The coast guard keeps an eye on the sea

Coast guard

Coastal Division

Ria Desnouck, cartographer with Coastal Division:

“Paper and electronic nautical charts for shipping can be compared to road maps and GPS for car drivers. The users can easily adjust paper charts themselves. Every other week they receive the ‘Notices to mariners’ summing up the alterations to the charts. Electronic charts are automatically adjusted. Because of alterations in depth to the seabed, we have to update the charts continuously. The construction of wind mill farms or works in the ports can also be cause for adjustments.”

Ria Desnouck - Coastal Division

Protecting Belgium’s coast against flooding is without a doubt Coastal Division’s most important task. The division maintains dunes and dikes and raises beaches as a defence against the sea’s power.

Next to coastal safety, the division also invests in coastal and water – related recreation. They construct, maintain and manage the marinas of Nieuwpoort, Oostende, Blankenberge and Zeebrugge and set up green areas there as well as foot – and cycling paths.

Flemish Hydrography, part of Coastal Division, produces the official nautical charts for the river Scheldt and the Belgian part of the North Sea, both the paper and the electronic version. Moreover, they publish nautical editions such as tidal charts and Notices to Mariners.

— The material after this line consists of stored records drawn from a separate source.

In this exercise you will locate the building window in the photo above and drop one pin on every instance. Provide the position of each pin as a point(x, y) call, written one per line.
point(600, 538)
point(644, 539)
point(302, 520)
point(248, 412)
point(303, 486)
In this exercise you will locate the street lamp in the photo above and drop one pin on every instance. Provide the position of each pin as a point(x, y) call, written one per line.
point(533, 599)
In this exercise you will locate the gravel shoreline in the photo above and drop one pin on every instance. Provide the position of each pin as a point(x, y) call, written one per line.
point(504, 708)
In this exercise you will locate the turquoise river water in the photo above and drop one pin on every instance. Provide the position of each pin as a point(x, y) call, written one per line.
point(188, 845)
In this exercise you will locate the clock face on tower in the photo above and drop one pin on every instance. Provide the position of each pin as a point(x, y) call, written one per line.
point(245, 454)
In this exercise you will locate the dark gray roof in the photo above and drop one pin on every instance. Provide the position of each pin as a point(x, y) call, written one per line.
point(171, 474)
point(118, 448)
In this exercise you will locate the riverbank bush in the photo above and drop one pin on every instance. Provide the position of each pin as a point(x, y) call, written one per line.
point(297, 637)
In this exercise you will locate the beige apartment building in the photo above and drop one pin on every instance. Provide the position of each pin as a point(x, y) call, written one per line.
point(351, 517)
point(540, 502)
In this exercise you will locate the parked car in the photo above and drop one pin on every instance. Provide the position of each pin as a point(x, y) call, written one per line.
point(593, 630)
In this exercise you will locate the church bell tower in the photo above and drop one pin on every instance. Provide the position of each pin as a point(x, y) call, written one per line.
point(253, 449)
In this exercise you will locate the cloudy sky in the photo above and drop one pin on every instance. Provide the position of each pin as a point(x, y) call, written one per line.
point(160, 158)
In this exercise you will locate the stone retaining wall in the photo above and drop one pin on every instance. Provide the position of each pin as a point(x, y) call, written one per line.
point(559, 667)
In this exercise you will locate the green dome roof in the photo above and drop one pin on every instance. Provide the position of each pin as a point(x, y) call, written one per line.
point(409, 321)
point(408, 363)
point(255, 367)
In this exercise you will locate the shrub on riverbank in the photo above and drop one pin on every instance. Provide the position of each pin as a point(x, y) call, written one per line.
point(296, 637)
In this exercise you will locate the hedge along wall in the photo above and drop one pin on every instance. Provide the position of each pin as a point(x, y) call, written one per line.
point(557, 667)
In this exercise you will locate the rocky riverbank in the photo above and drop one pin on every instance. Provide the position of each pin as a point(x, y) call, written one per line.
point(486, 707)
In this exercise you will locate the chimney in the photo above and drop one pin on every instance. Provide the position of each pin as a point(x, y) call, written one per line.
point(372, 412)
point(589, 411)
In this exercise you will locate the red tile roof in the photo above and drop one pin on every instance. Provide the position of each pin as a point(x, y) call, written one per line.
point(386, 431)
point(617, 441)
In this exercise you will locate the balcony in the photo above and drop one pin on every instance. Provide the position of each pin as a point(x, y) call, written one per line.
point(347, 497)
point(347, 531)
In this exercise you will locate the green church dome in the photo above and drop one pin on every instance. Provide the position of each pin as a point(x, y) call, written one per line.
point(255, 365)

Flemish Hydrography also carries out soundings in the river Scheldt and on the Belgian part of the North Sea. Furthermore, they research the position of wrecks and study the seabed, the tides, the direction and height of the waves, the wind and the currents. They run the Network of Flemish banks, a network of sounding masts and buoys on the North Sea. With the assembled data they make up a specific weather forecast for the coast and the sea.

Coastal Division is part of the agency for Maritime and Coastal Services (MDK) together with Fleet, Pilotage and Shipping Assistance Division.